Eu o olho nos olhos, sem fala.
— Tem mais umas cem que nem essa. Você é a minha musa, Al. Minha inspiração. Eu esperava
que... Talvez... Você quisesse ser...
Antes que ele termine, agarro sua camiseta e o puxo para um beijo. Seus olhos se arregalam a
princípio, depois se fecham, os braços envolvendo meus quadris para me elevar à sua altura. Ele me
pressiona contra a parede com seu corpo.
Sorrio nos lábios dele, inebriada.
Quantas garotas conseguem dar o primeiro beijo duas vezes? Mas desta vez não estou em choque.
Desta vez não esqueço de envolver meus braços em seu pescoço e o puxar para mais perto. Desta vez
sou eu que abro os lábios dele e descubro sua língua.
O desenho cai no chão ao lado das rosas espalhadas. Jeb geme, coloca minhas pernas em sua
cintura e me abraça com força. Ele se afasta só o tempo suficiente para sussurrar: — Onde você
aprendeu a beijar assim?
— Você me ensinou. — Recobro meus sentidos e percebo o que disse. — Em meus sonhos.

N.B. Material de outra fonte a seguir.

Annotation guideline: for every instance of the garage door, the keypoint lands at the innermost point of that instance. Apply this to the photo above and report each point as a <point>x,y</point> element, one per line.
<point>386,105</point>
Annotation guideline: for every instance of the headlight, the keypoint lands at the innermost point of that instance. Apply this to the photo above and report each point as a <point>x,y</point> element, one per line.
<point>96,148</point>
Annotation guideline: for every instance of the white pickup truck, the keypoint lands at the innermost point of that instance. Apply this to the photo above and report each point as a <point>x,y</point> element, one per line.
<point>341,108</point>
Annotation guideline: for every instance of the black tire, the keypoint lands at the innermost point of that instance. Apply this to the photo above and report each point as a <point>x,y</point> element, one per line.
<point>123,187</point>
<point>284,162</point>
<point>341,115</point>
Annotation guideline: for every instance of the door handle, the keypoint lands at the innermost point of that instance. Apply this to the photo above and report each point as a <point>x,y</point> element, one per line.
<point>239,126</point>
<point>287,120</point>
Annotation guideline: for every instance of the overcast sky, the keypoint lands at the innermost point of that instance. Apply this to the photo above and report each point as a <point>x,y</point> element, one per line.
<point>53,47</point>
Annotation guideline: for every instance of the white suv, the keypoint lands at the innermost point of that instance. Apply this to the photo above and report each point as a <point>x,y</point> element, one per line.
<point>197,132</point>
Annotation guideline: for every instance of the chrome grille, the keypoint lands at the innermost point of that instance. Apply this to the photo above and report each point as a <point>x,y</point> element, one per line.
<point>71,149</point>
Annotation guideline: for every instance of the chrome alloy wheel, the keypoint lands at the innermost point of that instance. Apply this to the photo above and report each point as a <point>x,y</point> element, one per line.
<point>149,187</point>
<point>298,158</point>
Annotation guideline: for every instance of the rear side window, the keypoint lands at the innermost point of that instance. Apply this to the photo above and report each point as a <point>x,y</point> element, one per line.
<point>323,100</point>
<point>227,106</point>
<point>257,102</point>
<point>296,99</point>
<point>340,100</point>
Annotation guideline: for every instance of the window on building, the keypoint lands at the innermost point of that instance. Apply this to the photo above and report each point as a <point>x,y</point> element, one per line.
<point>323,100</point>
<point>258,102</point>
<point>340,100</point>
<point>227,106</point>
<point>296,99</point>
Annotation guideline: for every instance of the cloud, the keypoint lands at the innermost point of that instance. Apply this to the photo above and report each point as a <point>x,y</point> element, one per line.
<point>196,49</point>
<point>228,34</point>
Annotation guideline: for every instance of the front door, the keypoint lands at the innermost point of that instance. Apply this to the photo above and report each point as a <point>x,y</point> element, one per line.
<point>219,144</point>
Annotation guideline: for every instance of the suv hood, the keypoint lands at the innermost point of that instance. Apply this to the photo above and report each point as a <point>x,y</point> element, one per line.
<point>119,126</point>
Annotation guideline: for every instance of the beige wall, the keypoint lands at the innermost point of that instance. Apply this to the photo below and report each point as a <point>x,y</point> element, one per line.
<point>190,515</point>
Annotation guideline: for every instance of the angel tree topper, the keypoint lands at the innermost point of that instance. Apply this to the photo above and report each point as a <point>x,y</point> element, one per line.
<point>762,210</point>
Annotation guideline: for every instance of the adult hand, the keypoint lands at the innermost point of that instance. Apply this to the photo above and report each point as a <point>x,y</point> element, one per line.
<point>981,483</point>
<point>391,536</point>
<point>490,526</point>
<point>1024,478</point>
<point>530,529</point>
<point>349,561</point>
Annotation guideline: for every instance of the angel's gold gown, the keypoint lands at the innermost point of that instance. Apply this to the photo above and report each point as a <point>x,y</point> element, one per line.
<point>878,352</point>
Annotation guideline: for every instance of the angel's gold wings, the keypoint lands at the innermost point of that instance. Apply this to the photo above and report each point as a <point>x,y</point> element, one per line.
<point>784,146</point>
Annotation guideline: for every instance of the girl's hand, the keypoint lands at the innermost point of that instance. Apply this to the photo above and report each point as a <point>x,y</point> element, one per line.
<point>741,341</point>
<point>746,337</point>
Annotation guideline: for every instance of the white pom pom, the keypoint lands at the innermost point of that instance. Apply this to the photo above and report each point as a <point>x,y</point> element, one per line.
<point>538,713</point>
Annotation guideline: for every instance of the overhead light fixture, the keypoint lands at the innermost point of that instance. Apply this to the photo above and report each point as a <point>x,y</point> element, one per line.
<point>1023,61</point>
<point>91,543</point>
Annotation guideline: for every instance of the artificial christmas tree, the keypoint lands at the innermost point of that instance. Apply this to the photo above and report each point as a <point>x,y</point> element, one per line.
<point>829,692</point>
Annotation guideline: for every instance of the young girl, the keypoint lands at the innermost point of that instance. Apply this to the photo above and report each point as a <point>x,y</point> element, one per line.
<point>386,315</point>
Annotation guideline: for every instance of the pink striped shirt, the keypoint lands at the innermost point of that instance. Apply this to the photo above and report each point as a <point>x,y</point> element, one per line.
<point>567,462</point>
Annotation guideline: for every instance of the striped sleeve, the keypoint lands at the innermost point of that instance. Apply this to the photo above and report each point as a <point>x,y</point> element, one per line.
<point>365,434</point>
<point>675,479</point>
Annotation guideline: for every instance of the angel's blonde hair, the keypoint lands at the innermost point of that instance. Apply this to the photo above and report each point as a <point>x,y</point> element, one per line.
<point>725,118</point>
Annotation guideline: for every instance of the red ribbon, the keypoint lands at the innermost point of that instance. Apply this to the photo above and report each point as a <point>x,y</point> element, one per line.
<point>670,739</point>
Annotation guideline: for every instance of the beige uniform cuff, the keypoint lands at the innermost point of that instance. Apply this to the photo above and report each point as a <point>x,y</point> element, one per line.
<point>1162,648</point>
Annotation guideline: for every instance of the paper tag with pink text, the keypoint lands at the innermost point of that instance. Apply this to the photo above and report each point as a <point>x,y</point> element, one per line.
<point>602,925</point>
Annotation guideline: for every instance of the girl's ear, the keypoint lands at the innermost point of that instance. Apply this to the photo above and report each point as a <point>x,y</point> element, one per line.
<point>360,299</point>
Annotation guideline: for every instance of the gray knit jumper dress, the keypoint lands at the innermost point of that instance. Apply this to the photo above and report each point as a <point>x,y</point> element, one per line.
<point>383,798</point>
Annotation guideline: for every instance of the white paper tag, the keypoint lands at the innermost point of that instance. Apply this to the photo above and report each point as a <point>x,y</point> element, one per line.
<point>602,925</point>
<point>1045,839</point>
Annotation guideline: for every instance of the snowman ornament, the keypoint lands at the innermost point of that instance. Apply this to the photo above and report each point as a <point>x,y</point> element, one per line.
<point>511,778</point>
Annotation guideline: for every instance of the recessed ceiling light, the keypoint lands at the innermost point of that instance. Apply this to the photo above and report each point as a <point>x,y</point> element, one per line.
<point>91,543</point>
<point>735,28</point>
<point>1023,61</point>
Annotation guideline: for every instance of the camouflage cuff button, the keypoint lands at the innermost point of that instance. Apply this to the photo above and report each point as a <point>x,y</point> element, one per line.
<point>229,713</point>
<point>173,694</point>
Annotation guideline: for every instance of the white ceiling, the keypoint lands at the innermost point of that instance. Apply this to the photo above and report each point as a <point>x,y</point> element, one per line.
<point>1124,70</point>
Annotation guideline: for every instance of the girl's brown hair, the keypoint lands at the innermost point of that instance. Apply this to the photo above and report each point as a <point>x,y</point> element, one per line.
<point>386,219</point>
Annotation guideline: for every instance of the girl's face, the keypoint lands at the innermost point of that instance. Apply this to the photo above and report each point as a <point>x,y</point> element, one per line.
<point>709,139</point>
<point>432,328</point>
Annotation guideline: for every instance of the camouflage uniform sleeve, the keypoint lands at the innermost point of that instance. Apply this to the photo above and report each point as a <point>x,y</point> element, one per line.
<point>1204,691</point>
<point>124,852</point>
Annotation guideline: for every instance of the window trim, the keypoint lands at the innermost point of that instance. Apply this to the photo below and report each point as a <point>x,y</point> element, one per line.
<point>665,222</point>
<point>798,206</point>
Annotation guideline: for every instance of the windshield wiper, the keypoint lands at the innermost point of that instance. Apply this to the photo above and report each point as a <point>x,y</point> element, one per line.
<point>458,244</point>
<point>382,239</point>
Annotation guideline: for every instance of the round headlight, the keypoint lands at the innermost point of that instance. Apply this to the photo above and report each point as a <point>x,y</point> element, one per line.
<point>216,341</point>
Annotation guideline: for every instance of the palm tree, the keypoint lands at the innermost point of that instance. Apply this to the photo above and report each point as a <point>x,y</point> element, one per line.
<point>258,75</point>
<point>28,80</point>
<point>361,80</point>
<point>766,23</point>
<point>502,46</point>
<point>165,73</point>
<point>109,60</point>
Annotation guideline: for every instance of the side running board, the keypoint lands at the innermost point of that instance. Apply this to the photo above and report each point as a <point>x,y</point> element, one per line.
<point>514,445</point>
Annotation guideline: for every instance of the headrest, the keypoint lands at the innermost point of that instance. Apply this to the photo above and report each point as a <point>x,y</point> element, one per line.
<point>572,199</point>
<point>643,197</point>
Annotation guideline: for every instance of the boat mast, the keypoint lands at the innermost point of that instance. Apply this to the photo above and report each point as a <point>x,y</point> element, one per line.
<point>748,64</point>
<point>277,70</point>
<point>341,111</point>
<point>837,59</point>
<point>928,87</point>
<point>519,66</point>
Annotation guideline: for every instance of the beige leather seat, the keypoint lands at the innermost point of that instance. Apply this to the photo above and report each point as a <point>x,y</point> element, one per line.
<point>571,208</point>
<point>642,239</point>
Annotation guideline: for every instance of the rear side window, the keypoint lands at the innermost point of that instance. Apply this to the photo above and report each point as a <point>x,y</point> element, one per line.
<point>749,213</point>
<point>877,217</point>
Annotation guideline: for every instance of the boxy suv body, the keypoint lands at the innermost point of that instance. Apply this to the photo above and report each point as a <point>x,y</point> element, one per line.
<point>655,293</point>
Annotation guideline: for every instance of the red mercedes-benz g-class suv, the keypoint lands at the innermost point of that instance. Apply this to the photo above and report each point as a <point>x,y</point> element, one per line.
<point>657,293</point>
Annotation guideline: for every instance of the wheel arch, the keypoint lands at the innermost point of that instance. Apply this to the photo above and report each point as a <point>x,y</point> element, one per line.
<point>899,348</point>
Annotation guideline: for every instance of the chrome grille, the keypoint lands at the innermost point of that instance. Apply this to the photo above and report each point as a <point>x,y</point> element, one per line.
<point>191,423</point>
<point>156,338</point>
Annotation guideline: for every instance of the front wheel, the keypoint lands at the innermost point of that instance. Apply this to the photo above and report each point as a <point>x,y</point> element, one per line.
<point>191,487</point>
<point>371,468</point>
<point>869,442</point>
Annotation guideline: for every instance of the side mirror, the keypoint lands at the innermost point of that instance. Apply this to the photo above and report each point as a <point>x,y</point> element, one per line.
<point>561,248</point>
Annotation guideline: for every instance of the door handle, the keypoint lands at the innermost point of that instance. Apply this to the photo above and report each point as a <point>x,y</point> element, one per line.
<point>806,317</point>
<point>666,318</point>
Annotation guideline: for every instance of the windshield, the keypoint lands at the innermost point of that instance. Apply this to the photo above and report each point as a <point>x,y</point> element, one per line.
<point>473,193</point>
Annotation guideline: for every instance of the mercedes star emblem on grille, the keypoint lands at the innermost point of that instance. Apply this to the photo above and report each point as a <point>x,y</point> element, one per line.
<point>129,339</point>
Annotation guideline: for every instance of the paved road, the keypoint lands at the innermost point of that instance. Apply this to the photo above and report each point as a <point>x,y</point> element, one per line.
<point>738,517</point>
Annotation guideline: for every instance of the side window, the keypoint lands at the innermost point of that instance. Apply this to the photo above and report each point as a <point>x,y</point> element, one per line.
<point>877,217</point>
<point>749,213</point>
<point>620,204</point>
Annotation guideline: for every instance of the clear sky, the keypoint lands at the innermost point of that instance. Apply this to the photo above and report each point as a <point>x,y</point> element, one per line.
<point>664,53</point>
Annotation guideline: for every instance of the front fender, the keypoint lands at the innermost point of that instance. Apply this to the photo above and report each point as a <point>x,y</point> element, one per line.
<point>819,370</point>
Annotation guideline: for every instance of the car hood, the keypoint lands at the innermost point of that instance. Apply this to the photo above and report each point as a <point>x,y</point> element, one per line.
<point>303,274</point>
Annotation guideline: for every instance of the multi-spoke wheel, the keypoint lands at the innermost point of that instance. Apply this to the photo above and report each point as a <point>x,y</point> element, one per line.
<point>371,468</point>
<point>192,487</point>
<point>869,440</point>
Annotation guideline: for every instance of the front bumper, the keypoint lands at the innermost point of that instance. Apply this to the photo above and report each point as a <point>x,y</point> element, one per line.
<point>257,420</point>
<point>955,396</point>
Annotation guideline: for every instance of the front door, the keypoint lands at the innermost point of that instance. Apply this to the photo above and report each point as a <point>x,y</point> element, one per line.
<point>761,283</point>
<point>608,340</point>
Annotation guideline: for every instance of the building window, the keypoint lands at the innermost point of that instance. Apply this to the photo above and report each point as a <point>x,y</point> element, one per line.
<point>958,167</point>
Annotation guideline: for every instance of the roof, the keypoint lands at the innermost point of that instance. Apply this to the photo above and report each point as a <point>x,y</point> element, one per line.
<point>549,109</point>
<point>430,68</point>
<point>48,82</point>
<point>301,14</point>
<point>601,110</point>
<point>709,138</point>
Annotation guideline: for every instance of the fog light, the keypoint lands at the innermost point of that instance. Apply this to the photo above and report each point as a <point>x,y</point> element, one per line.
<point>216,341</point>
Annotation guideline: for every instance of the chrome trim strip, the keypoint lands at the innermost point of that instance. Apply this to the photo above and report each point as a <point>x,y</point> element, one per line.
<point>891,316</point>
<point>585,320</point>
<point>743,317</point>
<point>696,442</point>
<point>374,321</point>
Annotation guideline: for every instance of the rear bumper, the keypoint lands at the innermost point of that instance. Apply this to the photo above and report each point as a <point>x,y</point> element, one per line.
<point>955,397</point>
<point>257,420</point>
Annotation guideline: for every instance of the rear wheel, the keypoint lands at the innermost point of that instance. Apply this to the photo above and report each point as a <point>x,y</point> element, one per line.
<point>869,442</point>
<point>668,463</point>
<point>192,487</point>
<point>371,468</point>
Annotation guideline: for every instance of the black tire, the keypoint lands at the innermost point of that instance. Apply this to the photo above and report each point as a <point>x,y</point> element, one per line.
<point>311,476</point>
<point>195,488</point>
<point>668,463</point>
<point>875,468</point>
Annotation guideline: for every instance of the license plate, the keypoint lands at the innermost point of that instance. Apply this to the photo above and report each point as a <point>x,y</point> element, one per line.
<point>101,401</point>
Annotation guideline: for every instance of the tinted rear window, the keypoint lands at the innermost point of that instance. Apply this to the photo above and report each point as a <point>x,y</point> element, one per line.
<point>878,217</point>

— Ah, é? — Ele roça o nariz na covinha em meu queixo. — Andou sonhando comigo também, é?
— Desde o dia em que nos conhecemos. — Finalmente, a verdade.
Ele mostra as suas covinhas. — Acho que é hora de realizarmos alguns sonhos, menina do skate.
Mal sabe ele que já realizamos; fomos para o País das Maravilhas e voltamos, afinal. Sorrio e
depois dou-lhe um beijo que ele jamais esquecerá, para compensar todos os outros dos quais ele nunca se lembrará.